Long before I was elected into public office I was a small business owner. My very first business I created was the age of 20. It was a small deli in the city of Bakersfield, California. With every business I had I learned three lessons: As a small business owner you’re the first one to work, you’re the last one to leave, and you’re the last one to be paid. It was hard work, but it was rewarding to provide a good product to your neighbors.

But there’s one other lesson that I learned, and one that I feared the most. And it came from Washington. It was a faceless, nameless bureaucrat that could change the direction of my business, that wasn’t listening, and could not hear. You know, year after year, that’s what bureaucrats do behind us inside the Department of Labor. If you just look in the short time frame: overtime rule tying down the employees that we want to give flexibility to, or fiduciary limiting the financial advice others could actually have, or silica just adding massive cost to the builders. And that’s just one department here in Washington.

You know, small businesses and the millions of people they employ, they aren’t the enemies. They’re not the enemies to be regulated. They’re good people and they deserve government to serve them, not run them out of business.

Now, the members of this task force took a look at every aspect, but they kept in mind that small business—that individual that wants to create something maybe in a garage that could even build into something bigger. And the American people need those jobs. They need better pay. They need opportunities to increase their skill, provide for themselves and their families. They want to make their lives a little better than the day before.

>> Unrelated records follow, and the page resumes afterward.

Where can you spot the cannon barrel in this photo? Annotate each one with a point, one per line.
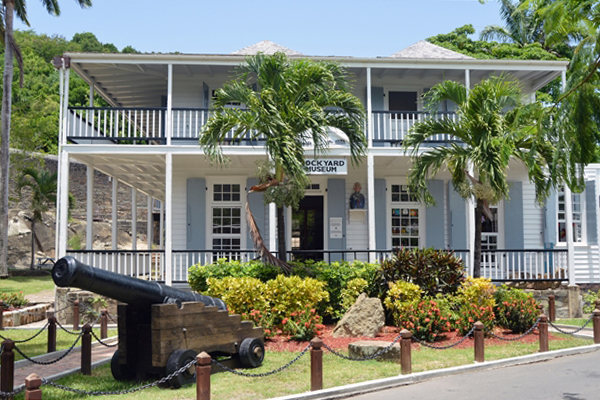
(69, 272)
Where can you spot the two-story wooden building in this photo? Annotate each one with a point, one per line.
(148, 139)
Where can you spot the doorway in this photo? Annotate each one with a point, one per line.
(307, 229)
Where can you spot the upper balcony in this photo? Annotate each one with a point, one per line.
(148, 126)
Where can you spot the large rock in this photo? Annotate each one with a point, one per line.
(364, 318)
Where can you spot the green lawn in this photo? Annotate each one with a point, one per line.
(39, 345)
(296, 379)
(26, 284)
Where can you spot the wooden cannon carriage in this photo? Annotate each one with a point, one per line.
(161, 329)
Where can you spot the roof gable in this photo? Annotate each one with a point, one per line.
(266, 47)
(423, 49)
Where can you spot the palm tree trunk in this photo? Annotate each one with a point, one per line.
(32, 243)
(478, 226)
(5, 136)
(281, 249)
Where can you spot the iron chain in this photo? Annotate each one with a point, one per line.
(423, 343)
(27, 340)
(371, 357)
(125, 391)
(49, 362)
(576, 330)
(535, 325)
(262, 374)
(102, 343)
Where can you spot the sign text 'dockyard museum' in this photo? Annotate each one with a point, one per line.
(326, 166)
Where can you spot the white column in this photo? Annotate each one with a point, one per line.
(89, 229)
(169, 220)
(369, 110)
(371, 206)
(272, 227)
(114, 217)
(133, 218)
(170, 104)
(149, 223)
(63, 205)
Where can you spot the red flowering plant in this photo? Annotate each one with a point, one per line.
(427, 319)
(515, 309)
(303, 324)
(13, 300)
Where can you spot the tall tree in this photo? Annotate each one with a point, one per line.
(42, 185)
(488, 137)
(11, 49)
(285, 103)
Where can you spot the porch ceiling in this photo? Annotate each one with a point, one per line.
(146, 172)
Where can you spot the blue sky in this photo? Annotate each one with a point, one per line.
(312, 27)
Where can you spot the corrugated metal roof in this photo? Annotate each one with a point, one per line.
(266, 47)
(423, 49)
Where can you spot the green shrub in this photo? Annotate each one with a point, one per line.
(589, 301)
(13, 300)
(515, 309)
(434, 271)
(287, 294)
(353, 289)
(241, 294)
(427, 319)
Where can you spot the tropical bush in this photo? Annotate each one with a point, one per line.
(13, 300)
(434, 271)
(515, 309)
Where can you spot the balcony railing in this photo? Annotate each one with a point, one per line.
(90, 125)
(497, 265)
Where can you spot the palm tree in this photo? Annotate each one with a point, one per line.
(488, 137)
(290, 102)
(12, 50)
(43, 194)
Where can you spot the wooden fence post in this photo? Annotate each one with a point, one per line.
(551, 308)
(316, 364)
(51, 333)
(543, 328)
(596, 324)
(76, 315)
(479, 342)
(32, 387)
(203, 367)
(7, 369)
(103, 323)
(1, 315)
(86, 350)
(405, 351)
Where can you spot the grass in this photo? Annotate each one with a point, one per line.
(39, 345)
(26, 284)
(296, 379)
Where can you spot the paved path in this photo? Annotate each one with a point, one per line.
(565, 378)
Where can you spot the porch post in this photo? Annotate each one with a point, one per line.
(169, 219)
(133, 218)
(169, 104)
(149, 223)
(89, 229)
(114, 217)
(63, 204)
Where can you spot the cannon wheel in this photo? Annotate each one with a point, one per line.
(120, 372)
(252, 352)
(178, 359)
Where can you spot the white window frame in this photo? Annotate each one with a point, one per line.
(582, 211)
(210, 204)
(390, 204)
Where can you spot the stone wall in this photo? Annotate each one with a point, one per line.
(65, 297)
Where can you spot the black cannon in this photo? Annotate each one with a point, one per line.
(161, 328)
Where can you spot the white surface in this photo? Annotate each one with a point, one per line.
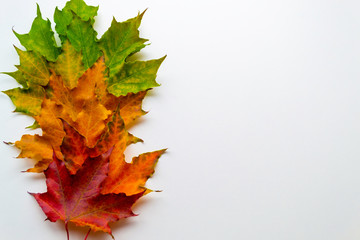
(259, 107)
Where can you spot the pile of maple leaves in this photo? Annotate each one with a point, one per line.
(84, 95)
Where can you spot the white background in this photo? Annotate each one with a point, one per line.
(259, 107)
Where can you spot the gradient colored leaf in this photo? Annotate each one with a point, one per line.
(51, 125)
(40, 38)
(62, 96)
(80, 8)
(19, 77)
(84, 96)
(131, 107)
(74, 149)
(27, 101)
(77, 198)
(135, 77)
(119, 41)
(115, 132)
(38, 148)
(90, 122)
(130, 178)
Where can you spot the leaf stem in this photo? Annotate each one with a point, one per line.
(87, 234)
(67, 231)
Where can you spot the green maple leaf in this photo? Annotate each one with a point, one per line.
(69, 65)
(121, 40)
(64, 17)
(40, 38)
(19, 77)
(135, 77)
(33, 67)
(83, 38)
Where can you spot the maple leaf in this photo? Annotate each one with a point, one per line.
(38, 148)
(27, 101)
(51, 125)
(40, 38)
(77, 198)
(121, 40)
(33, 67)
(69, 65)
(135, 77)
(84, 95)
(130, 178)
(74, 149)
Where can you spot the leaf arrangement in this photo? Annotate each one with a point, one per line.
(84, 95)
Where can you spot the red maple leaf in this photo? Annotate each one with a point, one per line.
(77, 198)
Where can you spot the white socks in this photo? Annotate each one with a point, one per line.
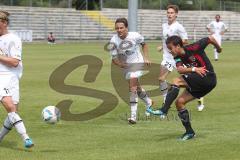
(164, 89)
(143, 95)
(17, 122)
(215, 54)
(7, 126)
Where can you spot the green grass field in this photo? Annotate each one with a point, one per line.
(109, 137)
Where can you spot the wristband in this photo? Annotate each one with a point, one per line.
(193, 69)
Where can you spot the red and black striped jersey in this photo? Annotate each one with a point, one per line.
(195, 55)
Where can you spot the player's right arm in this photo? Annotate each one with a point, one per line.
(183, 70)
(114, 54)
(213, 41)
(9, 61)
(119, 63)
(183, 34)
(15, 51)
(209, 28)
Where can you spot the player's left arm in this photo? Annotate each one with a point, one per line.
(15, 50)
(213, 41)
(183, 34)
(225, 29)
(140, 41)
(145, 53)
(9, 61)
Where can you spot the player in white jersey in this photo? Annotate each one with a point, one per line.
(172, 27)
(217, 28)
(127, 55)
(10, 74)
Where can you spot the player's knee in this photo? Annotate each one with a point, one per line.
(133, 89)
(8, 104)
(180, 102)
(176, 81)
(161, 78)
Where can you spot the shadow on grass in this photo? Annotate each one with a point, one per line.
(165, 137)
(49, 151)
(13, 145)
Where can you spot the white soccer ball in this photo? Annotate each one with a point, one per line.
(51, 114)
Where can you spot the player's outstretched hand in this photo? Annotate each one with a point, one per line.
(219, 50)
(147, 62)
(159, 48)
(202, 71)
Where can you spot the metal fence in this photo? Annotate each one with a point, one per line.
(224, 5)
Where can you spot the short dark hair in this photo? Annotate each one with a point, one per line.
(4, 15)
(175, 40)
(174, 7)
(122, 20)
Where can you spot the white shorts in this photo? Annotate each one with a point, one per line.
(9, 86)
(218, 38)
(136, 74)
(169, 64)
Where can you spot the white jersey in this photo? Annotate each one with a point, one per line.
(128, 50)
(175, 29)
(217, 27)
(11, 46)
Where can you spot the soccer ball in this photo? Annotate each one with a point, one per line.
(51, 114)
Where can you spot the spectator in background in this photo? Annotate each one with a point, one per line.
(217, 28)
(51, 38)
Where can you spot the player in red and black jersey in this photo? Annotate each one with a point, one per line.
(197, 76)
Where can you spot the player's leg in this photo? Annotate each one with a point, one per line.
(173, 93)
(218, 38)
(183, 114)
(15, 120)
(164, 71)
(171, 96)
(142, 94)
(133, 82)
(200, 105)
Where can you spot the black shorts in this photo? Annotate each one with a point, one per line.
(200, 86)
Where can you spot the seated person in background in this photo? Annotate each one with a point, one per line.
(51, 38)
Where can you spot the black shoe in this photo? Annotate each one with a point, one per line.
(187, 136)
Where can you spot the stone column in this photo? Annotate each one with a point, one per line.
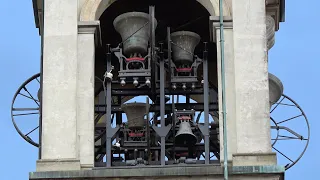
(59, 114)
(230, 86)
(251, 81)
(89, 35)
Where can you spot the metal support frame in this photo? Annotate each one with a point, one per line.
(163, 130)
(110, 132)
(205, 128)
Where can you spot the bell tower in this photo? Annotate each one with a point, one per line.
(157, 89)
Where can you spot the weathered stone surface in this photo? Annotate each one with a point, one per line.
(170, 172)
(59, 101)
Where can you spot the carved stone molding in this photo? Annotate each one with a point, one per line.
(270, 23)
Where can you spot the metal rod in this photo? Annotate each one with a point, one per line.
(108, 110)
(148, 131)
(169, 51)
(224, 109)
(162, 106)
(152, 48)
(206, 104)
(41, 80)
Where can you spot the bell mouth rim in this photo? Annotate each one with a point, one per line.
(131, 14)
(278, 84)
(134, 104)
(190, 33)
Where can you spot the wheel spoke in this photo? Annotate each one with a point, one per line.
(24, 114)
(25, 109)
(38, 80)
(31, 95)
(285, 104)
(277, 105)
(31, 131)
(289, 119)
(283, 154)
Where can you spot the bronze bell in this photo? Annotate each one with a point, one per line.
(128, 25)
(135, 114)
(184, 43)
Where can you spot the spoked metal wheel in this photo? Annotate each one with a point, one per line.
(290, 131)
(25, 112)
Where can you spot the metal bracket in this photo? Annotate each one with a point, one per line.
(162, 131)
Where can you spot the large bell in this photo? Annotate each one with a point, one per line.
(275, 89)
(135, 114)
(184, 43)
(184, 136)
(128, 25)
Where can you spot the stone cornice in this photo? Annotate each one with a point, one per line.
(215, 24)
(91, 27)
(270, 23)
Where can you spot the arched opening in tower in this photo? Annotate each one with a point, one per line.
(179, 15)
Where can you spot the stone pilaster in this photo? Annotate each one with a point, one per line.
(230, 84)
(251, 82)
(88, 37)
(270, 24)
(59, 114)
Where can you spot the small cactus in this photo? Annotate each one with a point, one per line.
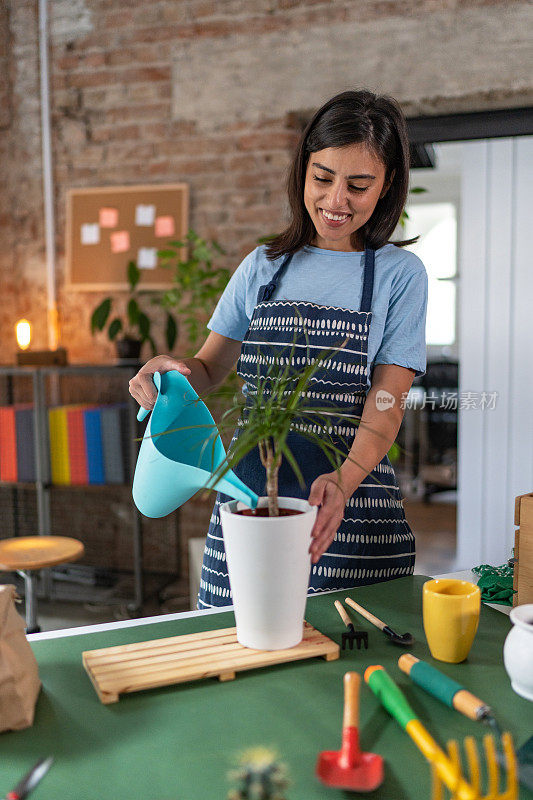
(260, 776)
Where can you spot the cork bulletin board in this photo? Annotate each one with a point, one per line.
(109, 226)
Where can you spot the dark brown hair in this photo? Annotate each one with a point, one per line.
(352, 117)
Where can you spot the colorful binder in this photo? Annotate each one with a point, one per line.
(8, 444)
(59, 456)
(24, 430)
(77, 449)
(93, 443)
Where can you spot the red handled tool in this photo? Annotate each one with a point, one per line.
(349, 768)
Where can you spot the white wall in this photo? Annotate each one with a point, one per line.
(496, 344)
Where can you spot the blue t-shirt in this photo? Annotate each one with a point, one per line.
(334, 278)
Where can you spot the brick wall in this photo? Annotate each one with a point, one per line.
(208, 92)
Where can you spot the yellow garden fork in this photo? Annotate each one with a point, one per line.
(446, 767)
(474, 769)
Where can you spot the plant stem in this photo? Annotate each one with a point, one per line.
(271, 462)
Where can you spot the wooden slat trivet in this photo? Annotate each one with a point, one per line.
(163, 662)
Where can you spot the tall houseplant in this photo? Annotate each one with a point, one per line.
(135, 325)
(267, 416)
(268, 557)
(197, 282)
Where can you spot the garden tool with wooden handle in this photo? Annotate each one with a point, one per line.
(445, 689)
(404, 639)
(351, 635)
(446, 766)
(349, 768)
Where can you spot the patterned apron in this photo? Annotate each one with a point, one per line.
(374, 542)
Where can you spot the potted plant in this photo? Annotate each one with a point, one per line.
(267, 549)
(135, 327)
(196, 283)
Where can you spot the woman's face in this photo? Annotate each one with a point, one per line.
(342, 188)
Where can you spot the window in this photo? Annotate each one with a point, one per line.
(436, 224)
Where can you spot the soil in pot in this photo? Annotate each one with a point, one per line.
(263, 512)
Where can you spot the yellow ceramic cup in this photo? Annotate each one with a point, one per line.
(451, 616)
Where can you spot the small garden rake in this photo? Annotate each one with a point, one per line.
(446, 767)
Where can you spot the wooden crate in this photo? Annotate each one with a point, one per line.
(212, 654)
(523, 571)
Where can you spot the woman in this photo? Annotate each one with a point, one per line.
(347, 188)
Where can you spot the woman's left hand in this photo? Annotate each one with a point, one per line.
(327, 493)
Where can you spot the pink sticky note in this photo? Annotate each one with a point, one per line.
(108, 217)
(164, 226)
(120, 242)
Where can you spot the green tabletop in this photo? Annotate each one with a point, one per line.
(178, 743)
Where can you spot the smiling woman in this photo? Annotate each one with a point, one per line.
(336, 266)
(342, 187)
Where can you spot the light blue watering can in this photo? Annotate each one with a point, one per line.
(173, 466)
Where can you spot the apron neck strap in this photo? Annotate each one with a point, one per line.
(265, 292)
(368, 280)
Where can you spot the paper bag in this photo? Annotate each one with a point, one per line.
(19, 675)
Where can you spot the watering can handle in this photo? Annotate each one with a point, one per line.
(142, 413)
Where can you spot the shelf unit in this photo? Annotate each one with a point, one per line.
(46, 391)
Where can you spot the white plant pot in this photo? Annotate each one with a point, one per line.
(268, 564)
(518, 651)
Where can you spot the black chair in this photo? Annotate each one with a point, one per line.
(438, 445)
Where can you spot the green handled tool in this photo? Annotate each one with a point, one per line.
(392, 698)
(445, 689)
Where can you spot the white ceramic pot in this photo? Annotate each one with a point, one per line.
(268, 564)
(518, 651)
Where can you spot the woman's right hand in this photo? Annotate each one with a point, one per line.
(142, 386)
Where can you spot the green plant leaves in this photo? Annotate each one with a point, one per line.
(100, 315)
(144, 325)
(114, 328)
(133, 312)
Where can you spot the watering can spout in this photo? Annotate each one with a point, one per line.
(180, 451)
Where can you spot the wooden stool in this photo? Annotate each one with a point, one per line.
(25, 554)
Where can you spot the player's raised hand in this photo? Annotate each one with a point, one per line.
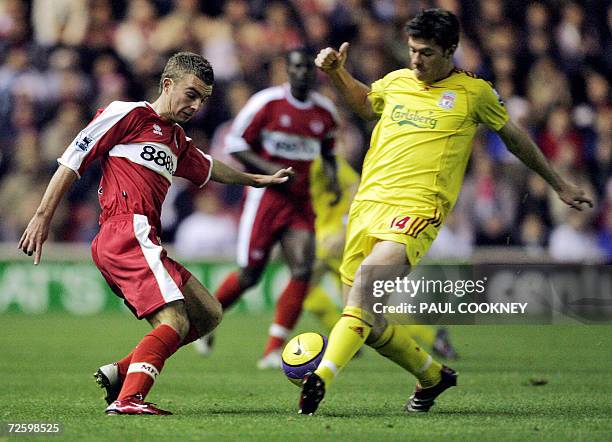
(280, 177)
(34, 236)
(574, 197)
(329, 59)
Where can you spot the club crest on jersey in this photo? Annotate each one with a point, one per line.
(448, 100)
(157, 130)
(317, 126)
(83, 143)
(285, 120)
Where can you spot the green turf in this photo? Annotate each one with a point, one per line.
(47, 361)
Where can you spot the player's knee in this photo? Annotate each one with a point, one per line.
(378, 327)
(180, 324)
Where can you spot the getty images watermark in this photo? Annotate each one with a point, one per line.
(479, 294)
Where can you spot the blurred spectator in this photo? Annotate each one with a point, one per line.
(59, 22)
(532, 235)
(177, 31)
(604, 238)
(560, 142)
(134, 34)
(574, 240)
(207, 232)
(24, 173)
(490, 202)
(536, 200)
(547, 87)
(551, 62)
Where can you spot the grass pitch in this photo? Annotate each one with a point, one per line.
(46, 366)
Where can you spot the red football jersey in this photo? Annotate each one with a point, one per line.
(286, 131)
(139, 153)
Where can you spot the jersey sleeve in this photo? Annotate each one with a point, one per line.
(246, 128)
(193, 164)
(110, 127)
(489, 108)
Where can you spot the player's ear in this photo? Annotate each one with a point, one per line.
(167, 82)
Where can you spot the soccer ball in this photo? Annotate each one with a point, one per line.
(302, 354)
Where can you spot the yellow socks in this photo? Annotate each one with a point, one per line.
(396, 344)
(347, 336)
(424, 334)
(319, 303)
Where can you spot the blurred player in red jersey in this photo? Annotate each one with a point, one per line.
(141, 147)
(282, 126)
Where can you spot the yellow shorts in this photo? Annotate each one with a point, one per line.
(331, 258)
(370, 222)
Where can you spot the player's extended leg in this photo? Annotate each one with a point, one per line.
(298, 249)
(203, 310)
(318, 301)
(359, 324)
(170, 326)
(204, 313)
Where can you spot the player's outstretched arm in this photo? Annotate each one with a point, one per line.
(256, 163)
(36, 233)
(521, 145)
(222, 173)
(354, 92)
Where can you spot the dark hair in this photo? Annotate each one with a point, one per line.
(306, 51)
(183, 63)
(435, 24)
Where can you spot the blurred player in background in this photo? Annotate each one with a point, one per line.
(141, 147)
(282, 126)
(427, 117)
(330, 227)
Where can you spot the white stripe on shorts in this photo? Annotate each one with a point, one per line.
(251, 204)
(152, 253)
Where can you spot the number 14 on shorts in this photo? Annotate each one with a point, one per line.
(405, 224)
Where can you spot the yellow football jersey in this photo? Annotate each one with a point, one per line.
(422, 142)
(331, 219)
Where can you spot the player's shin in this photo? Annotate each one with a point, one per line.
(288, 310)
(229, 291)
(319, 303)
(345, 339)
(396, 344)
(148, 360)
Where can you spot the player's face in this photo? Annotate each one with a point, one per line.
(301, 71)
(429, 61)
(186, 96)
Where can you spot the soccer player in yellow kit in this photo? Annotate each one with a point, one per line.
(427, 117)
(330, 228)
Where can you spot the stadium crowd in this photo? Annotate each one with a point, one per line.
(550, 60)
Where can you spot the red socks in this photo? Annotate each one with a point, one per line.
(148, 359)
(288, 309)
(229, 291)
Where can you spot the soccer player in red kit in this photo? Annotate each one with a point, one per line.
(141, 147)
(283, 126)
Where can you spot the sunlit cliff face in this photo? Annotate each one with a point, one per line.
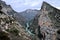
(44, 20)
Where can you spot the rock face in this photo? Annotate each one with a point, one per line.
(49, 21)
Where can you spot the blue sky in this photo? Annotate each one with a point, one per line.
(21, 5)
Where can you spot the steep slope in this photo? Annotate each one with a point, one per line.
(8, 9)
(29, 14)
(49, 21)
(11, 29)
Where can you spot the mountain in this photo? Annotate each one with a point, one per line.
(10, 27)
(49, 21)
(29, 14)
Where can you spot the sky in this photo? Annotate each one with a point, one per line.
(21, 5)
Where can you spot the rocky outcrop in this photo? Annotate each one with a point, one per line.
(49, 21)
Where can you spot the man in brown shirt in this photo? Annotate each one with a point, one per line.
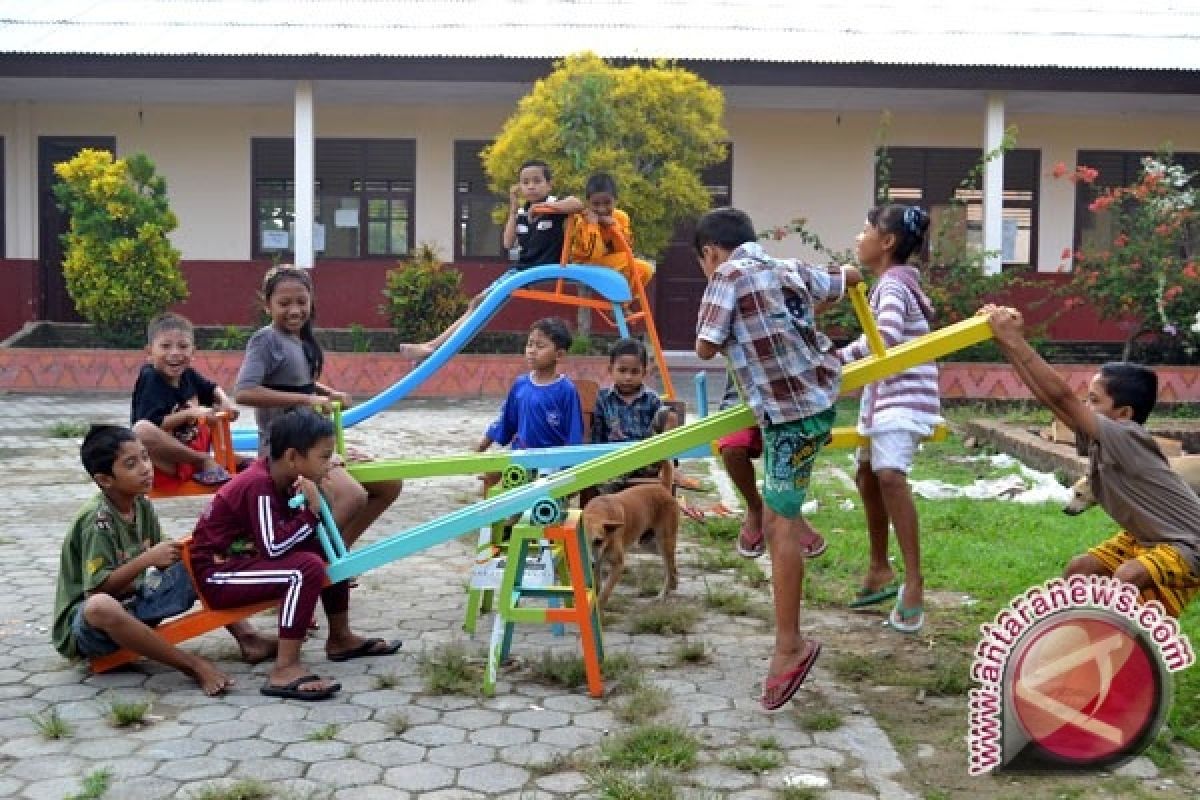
(1158, 551)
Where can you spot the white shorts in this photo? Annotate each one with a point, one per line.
(891, 450)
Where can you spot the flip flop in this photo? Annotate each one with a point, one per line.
(293, 692)
(905, 620)
(777, 693)
(367, 649)
(213, 476)
(867, 596)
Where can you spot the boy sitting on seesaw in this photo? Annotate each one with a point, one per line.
(169, 400)
(118, 578)
(1158, 551)
(250, 545)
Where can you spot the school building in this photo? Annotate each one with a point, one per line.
(383, 107)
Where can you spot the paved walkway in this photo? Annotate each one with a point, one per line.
(517, 744)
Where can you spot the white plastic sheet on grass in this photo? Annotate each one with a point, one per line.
(1026, 486)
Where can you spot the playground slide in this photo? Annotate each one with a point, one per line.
(665, 445)
(607, 283)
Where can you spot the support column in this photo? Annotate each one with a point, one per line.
(305, 158)
(994, 185)
(23, 198)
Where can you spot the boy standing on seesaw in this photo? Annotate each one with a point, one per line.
(759, 311)
(169, 400)
(1158, 548)
(118, 578)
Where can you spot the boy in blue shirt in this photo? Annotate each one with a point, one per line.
(543, 408)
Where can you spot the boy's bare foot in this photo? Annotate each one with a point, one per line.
(211, 680)
(257, 648)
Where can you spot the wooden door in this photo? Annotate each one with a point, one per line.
(54, 302)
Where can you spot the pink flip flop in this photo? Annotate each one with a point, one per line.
(778, 692)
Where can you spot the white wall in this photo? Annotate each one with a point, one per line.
(786, 163)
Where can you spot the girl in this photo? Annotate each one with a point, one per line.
(601, 233)
(281, 372)
(897, 413)
(251, 546)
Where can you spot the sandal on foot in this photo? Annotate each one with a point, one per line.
(778, 692)
(213, 476)
(905, 620)
(293, 692)
(868, 596)
(369, 648)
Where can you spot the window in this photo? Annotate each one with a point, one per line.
(1093, 230)
(933, 178)
(363, 197)
(477, 234)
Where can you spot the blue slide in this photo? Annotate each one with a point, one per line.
(605, 282)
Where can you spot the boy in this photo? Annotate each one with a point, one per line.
(1158, 551)
(251, 546)
(169, 400)
(759, 311)
(543, 408)
(538, 226)
(118, 577)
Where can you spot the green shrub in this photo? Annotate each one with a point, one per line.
(119, 265)
(424, 295)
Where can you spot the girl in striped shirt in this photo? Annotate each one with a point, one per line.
(897, 411)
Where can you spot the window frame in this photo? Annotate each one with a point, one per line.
(365, 174)
(1013, 160)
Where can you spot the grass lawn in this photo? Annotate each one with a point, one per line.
(987, 551)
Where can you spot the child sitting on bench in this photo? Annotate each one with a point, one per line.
(118, 578)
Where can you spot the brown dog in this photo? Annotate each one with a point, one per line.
(1081, 498)
(613, 523)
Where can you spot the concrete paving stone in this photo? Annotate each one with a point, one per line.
(390, 753)
(52, 789)
(461, 755)
(501, 735)
(193, 769)
(41, 768)
(433, 735)
(358, 733)
(816, 758)
(269, 770)
(535, 753)
(343, 773)
(419, 777)
(371, 793)
(472, 719)
(725, 779)
(569, 783)
(316, 751)
(493, 779)
(570, 737)
(539, 720)
(226, 731)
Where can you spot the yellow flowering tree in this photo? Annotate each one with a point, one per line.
(119, 265)
(652, 127)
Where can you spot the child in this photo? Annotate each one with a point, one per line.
(534, 228)
(169, 400)
(759, 311)
(118, 578)
(281, 372)
(543, 408)
(601, 234)
(897, 413)
(1158, 551)
(251, 546)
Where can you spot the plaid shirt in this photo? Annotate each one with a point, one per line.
(615, 420)
(759, 310)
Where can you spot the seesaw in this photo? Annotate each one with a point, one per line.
(605, 282)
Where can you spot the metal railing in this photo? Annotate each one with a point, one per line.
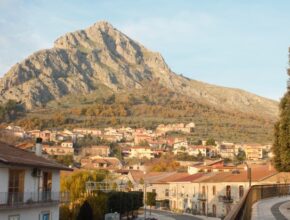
(202, 197)
(226, 199)
(243, 210)
(27, 199)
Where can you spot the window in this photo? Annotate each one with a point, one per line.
(14, 217)
(213, 190)
(16, 186)
(228, 192)
(241, 191)
(167, 192)
(214, 210)
(44, 216)
(203, 190)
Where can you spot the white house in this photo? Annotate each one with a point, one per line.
(29, 184)
(141, 152)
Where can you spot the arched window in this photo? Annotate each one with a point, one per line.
(228, 191)
(214, 210)
(241, 191)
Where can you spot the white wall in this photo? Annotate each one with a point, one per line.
(55, 181)
(31, 214)
(3, 184)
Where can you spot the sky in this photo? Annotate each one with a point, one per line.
(241, 44)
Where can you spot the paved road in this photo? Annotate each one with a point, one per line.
(276, 211)
(163, 215)
(276, 208)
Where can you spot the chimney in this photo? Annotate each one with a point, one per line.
(38, 147)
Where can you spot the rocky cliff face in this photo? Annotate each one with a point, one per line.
(82, 61)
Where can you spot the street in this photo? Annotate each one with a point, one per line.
(164, 215)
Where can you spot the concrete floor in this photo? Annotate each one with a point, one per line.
(272, 208)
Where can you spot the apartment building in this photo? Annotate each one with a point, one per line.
(29, 184)
(254, 151)
(141, 152)
(103, 151)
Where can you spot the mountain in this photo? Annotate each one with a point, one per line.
(83, 61)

Each and every regulation produced in Washington should have those goals in mindand if it fails to produce those results, we just shouldn’t have it. That’s why the people across America should have a voice. And that voice—they lend that power every two years to their representative in Congress, not to a faceless bureaucrat that thinks they know better, that never been into a sandwich shop and know how to run it. They weren’t there the first one to work, the last one to leave, and last one to be paid. Let their voices be heard, and that’s a better way for America.